Os médicos informaram
que, devido a extensos danos nos tecidos e músculos causados pela doença da
saliva do animal, eles seriam forçados a amputar suas duas pernas e alguns
dedos da mão.
Diagnóstico
da mordida de cachorro.
Segundo o Oklahoma News
4, os profissionais estavam com dificuldades em definir o diagnóstico de Kathy.

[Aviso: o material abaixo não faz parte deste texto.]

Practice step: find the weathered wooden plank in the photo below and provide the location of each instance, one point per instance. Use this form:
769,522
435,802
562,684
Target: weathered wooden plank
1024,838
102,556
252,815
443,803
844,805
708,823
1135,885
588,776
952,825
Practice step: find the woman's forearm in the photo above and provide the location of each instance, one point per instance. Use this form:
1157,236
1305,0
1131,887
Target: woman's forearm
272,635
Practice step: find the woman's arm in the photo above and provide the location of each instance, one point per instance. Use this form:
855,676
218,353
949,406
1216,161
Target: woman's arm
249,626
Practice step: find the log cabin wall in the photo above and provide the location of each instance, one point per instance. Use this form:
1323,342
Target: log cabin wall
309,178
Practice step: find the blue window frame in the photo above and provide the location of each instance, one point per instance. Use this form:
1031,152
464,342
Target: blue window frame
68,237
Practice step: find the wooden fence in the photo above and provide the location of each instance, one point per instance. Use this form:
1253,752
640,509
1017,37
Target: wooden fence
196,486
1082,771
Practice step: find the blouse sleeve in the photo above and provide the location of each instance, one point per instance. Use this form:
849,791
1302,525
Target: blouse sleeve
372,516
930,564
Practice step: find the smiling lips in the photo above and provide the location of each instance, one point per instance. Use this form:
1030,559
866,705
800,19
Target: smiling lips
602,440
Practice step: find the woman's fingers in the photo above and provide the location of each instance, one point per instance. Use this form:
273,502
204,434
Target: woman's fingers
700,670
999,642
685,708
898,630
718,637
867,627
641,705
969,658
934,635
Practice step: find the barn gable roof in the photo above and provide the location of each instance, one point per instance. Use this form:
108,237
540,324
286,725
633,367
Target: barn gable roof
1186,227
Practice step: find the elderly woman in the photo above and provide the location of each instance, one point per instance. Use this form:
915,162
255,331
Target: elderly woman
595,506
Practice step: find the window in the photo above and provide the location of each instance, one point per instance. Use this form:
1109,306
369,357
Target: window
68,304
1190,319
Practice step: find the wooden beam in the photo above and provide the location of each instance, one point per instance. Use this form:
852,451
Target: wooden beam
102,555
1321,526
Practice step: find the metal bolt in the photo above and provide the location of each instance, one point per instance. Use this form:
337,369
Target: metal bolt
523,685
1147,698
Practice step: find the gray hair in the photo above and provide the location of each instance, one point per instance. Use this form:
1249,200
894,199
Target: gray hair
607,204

Por isso, pediram para que ela relembrasse tudo de diferente que lhe aconteceu
desde o início dos sintomas. Foi quando relatou um episódio ocorrido com seu pequeno
cão maltês de dois anos.
“Eu estava dando frango ao meu cachorrinho uma
noite e ele pegou o pedaço da minha mão. Eu não estava prestando atenção. Ele
fez apenas um pequeno arranhão na pele e não foi tão ruim. Por isso, eu nunca
pensei que poderia causar tudo isso”, relatou ao News 4. Em seguida, ela contou
que lavou o arranhão, aplicou uma pomada antibiótica e continuou suas tarefas
normalmente.
Levou apenas um mês
após a mordida para que seus dedos fossem amputados. Cerca de duas semanas
depois, os médicos tiveram que amputar suas duas pernas. “Eles me trataram como
se eu estivesse queimada. Eu tinha bolhas enormes e minhas pernas estavam
pretas”, disse ela. “Foi difícil, foi doloroso ter pernas um dia e não ter
pernas no dia seguinte. ‘[Mas] eu estava determinada a levantar, começar a
andar e perseguir meus netos, fazer as coisas que eu mais gosto”, completou.
Cerca de três meses
depois das cirurgias, Kathy foi preparada para receber próteses tanto para as
pernas quanto para os dedos. Quanto ao cachorro, ela tinha medo de que alguém o
sacrificasse, porém ele logo foi adotado por outra família, de acordo com o
News 4.
Qual
bactéria foi transmitida pela mordida de cachorro?
Segundo os
profissionais informaram ao News 4, trata-se de um patógeno bacteriano
conhecido como capnocytophaga canimorsus – encontrado encontrada na saliva de
cães e gatos saudáveis. Contudo, ele é tão raro que afeta menos de uma em um
milhão de pessoas.
Em contrapartida, em
2014, um estudo feito Japão
descobriu que o germe estava presente em 69% dos cães e 54% dos gatos. Ele pode
ser transmitido aos seres humanos através de mordidas e lambidas, que entram na
pele por feridas abertas.
A infecção geralmente
pode ser tratada com antibióticos por um período mínimo de três semanas. Neste
tempo, é possível haver efeitos colaterais sérios, como necessidade de
amputação de membros, ataques cardíacos e insuficiência renal. Logo, quanto
mais rápido for o diagnóstico, maior a chance de sobrevivência. Cerca de 30% de
todos os infectados morrem.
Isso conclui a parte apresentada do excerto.